A data table is called a DataFrame in pandas (and other programming environments too). The figure below from https://pandas.pydata.org/docs/getting_started/index.html illustrates a dataframe model:

Each column and each row in a dataframe is called a series, the header row, and index column are special. Like MS Excel we can query the dataframe to find the contents of a particular cell using its row name and column name, or operate on entire rows and columns

To use pandas, we need to import the module.

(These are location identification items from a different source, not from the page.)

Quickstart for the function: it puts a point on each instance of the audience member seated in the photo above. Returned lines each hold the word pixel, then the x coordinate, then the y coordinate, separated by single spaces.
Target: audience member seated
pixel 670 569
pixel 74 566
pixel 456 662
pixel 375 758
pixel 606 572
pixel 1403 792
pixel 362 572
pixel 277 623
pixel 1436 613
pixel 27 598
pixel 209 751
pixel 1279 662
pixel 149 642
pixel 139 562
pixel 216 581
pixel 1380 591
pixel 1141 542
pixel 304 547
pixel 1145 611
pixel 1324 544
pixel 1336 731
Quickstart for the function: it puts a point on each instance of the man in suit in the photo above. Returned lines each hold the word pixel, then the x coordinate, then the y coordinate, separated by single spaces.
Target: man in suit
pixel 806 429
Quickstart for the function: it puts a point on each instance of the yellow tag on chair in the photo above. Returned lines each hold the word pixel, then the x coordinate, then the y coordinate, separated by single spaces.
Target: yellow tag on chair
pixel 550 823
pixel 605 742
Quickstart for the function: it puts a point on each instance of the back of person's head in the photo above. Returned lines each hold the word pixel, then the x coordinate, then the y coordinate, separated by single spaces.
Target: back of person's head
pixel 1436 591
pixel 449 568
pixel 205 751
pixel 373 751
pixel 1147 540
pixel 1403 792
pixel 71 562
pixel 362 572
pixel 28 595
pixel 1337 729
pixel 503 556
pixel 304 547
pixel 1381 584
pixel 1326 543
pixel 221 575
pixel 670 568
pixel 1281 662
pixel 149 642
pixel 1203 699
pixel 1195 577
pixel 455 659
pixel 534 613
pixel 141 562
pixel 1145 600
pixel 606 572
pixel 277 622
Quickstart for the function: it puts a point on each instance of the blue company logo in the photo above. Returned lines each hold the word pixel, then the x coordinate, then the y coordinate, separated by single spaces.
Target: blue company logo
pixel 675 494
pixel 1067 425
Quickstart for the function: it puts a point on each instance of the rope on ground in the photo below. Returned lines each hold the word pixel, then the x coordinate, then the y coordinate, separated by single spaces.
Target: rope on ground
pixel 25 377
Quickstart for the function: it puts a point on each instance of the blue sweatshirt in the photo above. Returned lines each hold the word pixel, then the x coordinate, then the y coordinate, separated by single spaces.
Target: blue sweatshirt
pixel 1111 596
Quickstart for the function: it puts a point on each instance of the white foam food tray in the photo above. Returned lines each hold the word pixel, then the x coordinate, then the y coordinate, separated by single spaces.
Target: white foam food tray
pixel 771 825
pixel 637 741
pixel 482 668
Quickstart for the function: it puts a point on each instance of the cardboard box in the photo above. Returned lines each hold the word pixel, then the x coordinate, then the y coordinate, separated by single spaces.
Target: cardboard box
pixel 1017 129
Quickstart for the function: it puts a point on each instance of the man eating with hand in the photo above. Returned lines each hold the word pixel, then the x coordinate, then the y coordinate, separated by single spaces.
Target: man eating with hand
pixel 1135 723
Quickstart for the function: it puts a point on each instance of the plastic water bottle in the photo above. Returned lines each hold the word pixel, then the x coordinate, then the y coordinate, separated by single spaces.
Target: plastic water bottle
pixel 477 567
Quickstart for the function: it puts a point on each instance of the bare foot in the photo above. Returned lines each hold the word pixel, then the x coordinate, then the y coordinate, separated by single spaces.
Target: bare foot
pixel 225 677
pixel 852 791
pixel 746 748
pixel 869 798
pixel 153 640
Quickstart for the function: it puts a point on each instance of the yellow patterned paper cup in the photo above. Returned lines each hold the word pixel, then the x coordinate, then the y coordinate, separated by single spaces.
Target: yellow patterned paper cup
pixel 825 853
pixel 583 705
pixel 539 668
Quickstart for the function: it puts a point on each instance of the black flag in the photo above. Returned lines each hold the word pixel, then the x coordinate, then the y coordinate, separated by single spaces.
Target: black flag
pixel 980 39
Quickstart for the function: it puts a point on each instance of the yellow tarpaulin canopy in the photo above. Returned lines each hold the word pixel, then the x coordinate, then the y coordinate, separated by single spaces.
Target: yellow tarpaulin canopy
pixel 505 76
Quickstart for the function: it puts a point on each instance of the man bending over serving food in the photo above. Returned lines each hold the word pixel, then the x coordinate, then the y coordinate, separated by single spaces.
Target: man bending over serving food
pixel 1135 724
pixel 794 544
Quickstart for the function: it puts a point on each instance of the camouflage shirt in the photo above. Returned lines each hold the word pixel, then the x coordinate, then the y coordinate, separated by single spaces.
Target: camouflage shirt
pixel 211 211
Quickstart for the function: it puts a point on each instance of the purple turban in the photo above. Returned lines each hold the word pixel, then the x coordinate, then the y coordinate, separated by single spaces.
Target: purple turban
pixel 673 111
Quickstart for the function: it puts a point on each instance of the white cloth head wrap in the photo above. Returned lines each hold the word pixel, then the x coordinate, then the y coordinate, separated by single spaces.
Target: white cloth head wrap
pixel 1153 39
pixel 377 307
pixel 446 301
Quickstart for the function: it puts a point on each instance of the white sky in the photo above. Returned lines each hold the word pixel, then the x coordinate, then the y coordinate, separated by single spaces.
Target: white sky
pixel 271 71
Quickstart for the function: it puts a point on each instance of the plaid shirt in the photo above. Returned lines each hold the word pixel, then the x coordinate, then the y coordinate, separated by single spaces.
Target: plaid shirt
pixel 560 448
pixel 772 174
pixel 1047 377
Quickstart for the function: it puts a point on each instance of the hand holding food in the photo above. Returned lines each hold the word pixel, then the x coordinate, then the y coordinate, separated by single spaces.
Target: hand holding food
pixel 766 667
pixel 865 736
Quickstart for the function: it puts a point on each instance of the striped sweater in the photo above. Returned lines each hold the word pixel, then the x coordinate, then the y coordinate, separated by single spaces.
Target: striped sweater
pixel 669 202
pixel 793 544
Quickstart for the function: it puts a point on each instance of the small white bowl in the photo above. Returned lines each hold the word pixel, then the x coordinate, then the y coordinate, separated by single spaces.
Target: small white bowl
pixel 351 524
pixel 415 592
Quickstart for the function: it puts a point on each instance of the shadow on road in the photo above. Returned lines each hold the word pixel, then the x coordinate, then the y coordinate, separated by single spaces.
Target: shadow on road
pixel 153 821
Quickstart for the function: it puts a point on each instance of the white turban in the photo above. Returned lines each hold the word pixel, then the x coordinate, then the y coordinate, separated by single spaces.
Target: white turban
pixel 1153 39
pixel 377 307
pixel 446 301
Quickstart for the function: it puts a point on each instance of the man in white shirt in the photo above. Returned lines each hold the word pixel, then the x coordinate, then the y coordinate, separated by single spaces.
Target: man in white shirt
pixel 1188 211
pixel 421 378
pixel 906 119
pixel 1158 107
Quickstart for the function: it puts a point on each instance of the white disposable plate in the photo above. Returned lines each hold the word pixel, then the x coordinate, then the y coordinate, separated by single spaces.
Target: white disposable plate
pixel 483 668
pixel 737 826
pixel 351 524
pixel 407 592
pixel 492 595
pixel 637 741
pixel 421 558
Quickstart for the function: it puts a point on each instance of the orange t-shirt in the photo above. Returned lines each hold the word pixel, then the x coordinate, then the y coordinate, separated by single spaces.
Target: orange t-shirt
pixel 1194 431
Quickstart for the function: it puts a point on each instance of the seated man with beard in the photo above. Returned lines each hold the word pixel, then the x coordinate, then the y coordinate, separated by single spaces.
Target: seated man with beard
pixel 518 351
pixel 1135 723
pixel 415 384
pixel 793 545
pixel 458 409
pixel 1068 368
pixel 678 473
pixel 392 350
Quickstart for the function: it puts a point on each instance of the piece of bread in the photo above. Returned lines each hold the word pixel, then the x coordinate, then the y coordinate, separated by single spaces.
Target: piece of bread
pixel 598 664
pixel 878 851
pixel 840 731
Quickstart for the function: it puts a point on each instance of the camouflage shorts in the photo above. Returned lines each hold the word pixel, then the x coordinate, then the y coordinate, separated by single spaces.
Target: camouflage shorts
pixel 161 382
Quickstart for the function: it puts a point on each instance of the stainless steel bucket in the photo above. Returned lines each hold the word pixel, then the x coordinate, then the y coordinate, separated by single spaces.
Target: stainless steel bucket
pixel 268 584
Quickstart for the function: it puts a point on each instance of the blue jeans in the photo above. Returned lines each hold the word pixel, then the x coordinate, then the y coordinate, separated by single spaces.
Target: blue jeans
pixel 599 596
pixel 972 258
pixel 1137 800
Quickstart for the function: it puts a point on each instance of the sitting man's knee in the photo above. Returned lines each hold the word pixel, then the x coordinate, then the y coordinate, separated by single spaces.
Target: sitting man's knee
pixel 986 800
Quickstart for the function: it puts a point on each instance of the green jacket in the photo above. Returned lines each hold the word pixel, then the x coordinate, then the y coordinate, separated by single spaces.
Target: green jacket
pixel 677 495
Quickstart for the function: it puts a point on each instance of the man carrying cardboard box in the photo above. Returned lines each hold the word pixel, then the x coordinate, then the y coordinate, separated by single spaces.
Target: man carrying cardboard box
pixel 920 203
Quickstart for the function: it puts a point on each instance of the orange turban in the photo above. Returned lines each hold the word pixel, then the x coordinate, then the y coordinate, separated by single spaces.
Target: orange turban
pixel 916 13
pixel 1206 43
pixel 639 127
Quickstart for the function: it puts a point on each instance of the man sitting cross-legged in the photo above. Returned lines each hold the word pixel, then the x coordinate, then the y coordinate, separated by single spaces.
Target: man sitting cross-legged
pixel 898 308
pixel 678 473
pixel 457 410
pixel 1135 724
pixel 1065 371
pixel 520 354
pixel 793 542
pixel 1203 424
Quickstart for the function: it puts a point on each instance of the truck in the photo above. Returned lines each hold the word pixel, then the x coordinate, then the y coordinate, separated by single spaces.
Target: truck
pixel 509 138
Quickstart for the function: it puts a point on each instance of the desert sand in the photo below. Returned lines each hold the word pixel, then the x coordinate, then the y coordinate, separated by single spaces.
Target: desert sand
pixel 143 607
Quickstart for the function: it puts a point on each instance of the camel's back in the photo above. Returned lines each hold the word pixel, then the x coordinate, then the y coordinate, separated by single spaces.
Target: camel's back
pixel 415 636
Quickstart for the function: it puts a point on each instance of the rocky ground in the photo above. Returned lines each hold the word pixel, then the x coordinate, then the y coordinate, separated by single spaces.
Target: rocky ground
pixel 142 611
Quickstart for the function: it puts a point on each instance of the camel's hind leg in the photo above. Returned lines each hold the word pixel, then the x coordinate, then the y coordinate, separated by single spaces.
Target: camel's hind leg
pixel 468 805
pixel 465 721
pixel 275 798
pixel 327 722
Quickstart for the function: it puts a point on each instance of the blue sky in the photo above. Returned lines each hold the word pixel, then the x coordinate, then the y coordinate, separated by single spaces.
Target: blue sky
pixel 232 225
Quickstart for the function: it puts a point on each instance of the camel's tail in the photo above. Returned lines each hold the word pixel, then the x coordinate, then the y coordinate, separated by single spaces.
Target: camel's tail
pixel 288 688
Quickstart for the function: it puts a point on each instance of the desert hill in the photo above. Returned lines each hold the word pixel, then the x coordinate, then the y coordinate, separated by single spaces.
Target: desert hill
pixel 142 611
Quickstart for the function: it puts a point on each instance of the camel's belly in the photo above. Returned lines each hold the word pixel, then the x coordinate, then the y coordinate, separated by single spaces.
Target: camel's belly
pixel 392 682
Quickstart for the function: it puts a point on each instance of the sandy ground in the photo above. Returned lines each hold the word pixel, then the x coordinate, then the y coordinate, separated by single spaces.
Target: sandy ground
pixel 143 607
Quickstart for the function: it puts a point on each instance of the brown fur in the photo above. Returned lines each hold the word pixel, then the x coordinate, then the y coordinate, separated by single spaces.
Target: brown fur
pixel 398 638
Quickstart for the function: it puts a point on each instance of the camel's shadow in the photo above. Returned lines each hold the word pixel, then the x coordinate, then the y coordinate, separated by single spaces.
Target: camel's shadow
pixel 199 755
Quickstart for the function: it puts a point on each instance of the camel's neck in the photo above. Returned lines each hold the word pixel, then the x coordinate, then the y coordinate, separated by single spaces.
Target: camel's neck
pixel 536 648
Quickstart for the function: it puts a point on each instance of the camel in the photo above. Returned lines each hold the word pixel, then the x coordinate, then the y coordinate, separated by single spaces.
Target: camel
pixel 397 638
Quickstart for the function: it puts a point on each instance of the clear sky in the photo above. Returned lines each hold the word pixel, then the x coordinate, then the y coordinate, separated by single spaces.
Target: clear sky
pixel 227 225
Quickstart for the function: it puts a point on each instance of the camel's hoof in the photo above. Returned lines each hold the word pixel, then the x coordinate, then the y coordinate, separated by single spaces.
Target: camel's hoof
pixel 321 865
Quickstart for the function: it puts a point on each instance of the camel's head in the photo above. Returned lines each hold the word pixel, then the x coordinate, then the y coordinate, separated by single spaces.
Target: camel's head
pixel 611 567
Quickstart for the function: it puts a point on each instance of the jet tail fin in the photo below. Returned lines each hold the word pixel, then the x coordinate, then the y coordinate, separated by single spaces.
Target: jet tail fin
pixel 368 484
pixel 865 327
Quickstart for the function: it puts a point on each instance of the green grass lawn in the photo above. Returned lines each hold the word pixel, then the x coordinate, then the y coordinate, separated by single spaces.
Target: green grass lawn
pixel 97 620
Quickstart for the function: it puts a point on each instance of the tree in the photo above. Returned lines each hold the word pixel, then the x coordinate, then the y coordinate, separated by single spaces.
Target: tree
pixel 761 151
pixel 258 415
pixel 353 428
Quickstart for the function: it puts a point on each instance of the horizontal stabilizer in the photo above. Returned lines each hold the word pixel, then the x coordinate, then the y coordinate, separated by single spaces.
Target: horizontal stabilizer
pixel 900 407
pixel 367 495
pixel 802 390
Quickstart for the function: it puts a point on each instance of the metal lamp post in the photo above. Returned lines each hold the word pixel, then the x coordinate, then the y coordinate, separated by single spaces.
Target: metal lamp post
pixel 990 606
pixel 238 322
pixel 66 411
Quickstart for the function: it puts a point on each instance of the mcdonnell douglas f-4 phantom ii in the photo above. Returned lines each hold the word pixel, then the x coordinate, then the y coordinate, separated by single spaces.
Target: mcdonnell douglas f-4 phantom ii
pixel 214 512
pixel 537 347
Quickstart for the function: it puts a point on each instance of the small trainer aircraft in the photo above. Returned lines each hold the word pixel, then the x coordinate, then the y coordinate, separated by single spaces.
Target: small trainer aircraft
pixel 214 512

Computational Thinking Concepts

The CT concepts expressed within Pandas include:

Module Set-Up

In principle, Pandas should be available in a default Anaconda install - You should not have to do any extra installation steps to install the library in Python - You do have to import the library in your scripts

How to check - Simply open a code cell and run import pandas if the notebook does not protest (i.e. pink block of error), the youis good to go.

import pandas

If you do get an error, that means that you will have to install using conda or pip; you are on-your-own here! On the content server the process is:

  1. Open a new terminal from the launcher
  2. Change to root user su then enter the root password
  3. sudo -H /opt/jupyterhib/bin/python3 -m pip install pandas
  4. Wait until the install is complete; for security, user compthink is not in the sudo group
  5. Verify the install by trying to execute import pandas as above.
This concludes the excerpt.